Pevensey Castle is located at Pevensey, East Sussex. It is a Scheduled Monument in the care of English Heritage.
The castle is built on the site of the Roman fort of Anderitum. This, in the 3rd century, protected the southern coastline from Saxon raiders. It was abandoned soon after, when the Romans left the England. In 1042, the Anglo-Saxon Earl, Harold Godwinson, re-established the fort by digging defensive ditches within the walls. He abandoned the fort when he became Earl of East Anglia.
In the Summer of 1066, the English army encamped at the fort, but abandoned it when they moved further south. Duke William of Normandy landed at Pevensey Bay and found the fort abandoned, he dug a defensive ditch at the entrance to the castle.
Robert, count of Mortain was given Pevensey after the Norman Conquest. He repaired the walls to form the outer bailey. Later he built a rectangular stone keep.
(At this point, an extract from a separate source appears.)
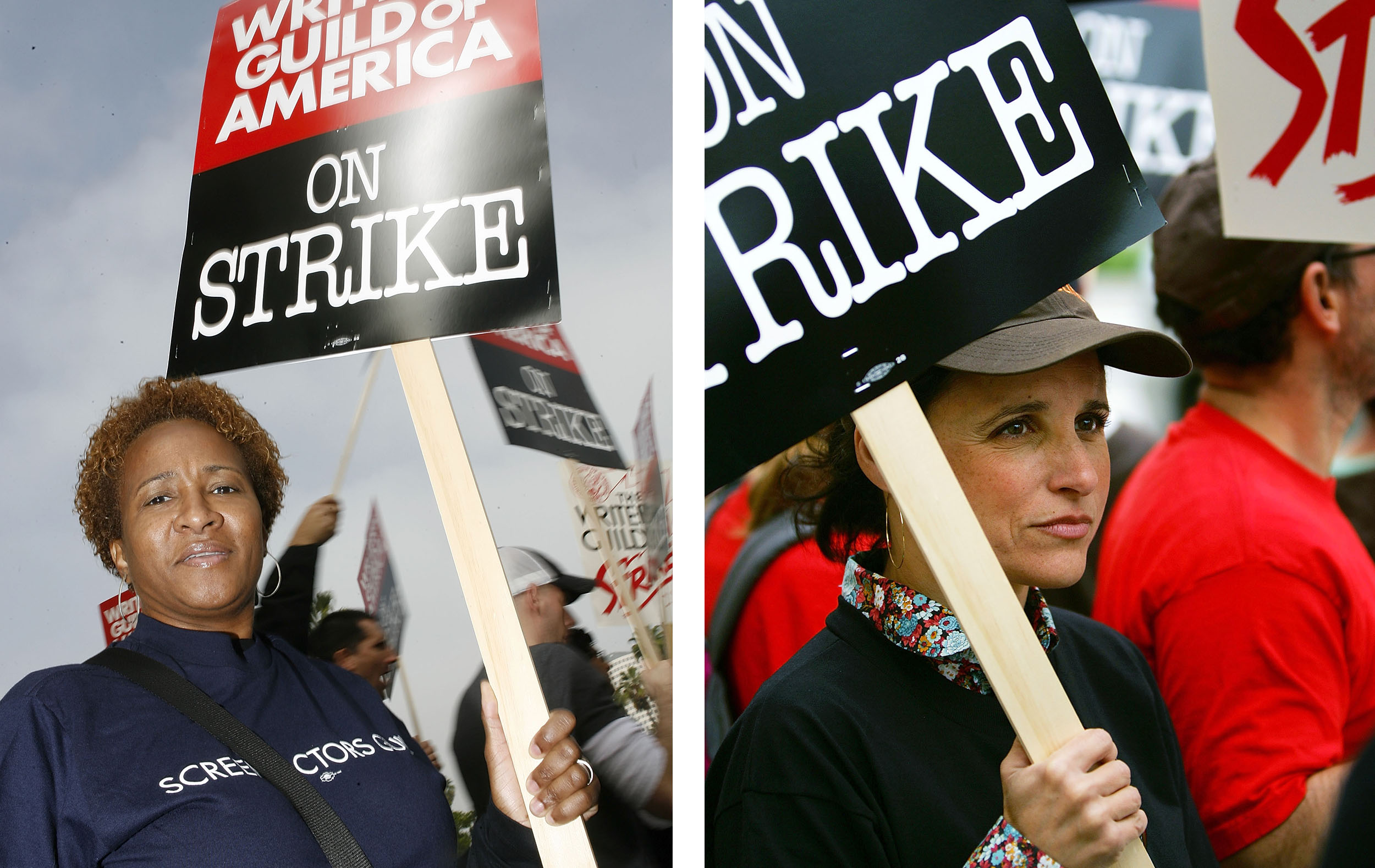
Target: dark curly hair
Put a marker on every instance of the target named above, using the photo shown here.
(838, 503)
(163, 400)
The castle was besieged by William Rufus, loyal to King Stephen in the rebellion of 1088.
Improvements to the castle began in 1190 with the construction of the gatehouse. Later, in 1250, Peter of Savoy added three D shaped towers to the inner bailey.
Queen Elizabeth I ordered the castle to be demolished but this was ignored, but later the castle was fitted with Elizabethan gun emplacements and earthworks.
During the World War II the castle was used by the home guard and as a military camp for anti-aircraft troops. It also housed American and Canadian troops who were officially responsible for this section of coast in case of an invasion. As late as 1942 small additions were made to fortify the castle in case of German invasion across the Channel. A number of pillbox defences were built into the fabric of the castle.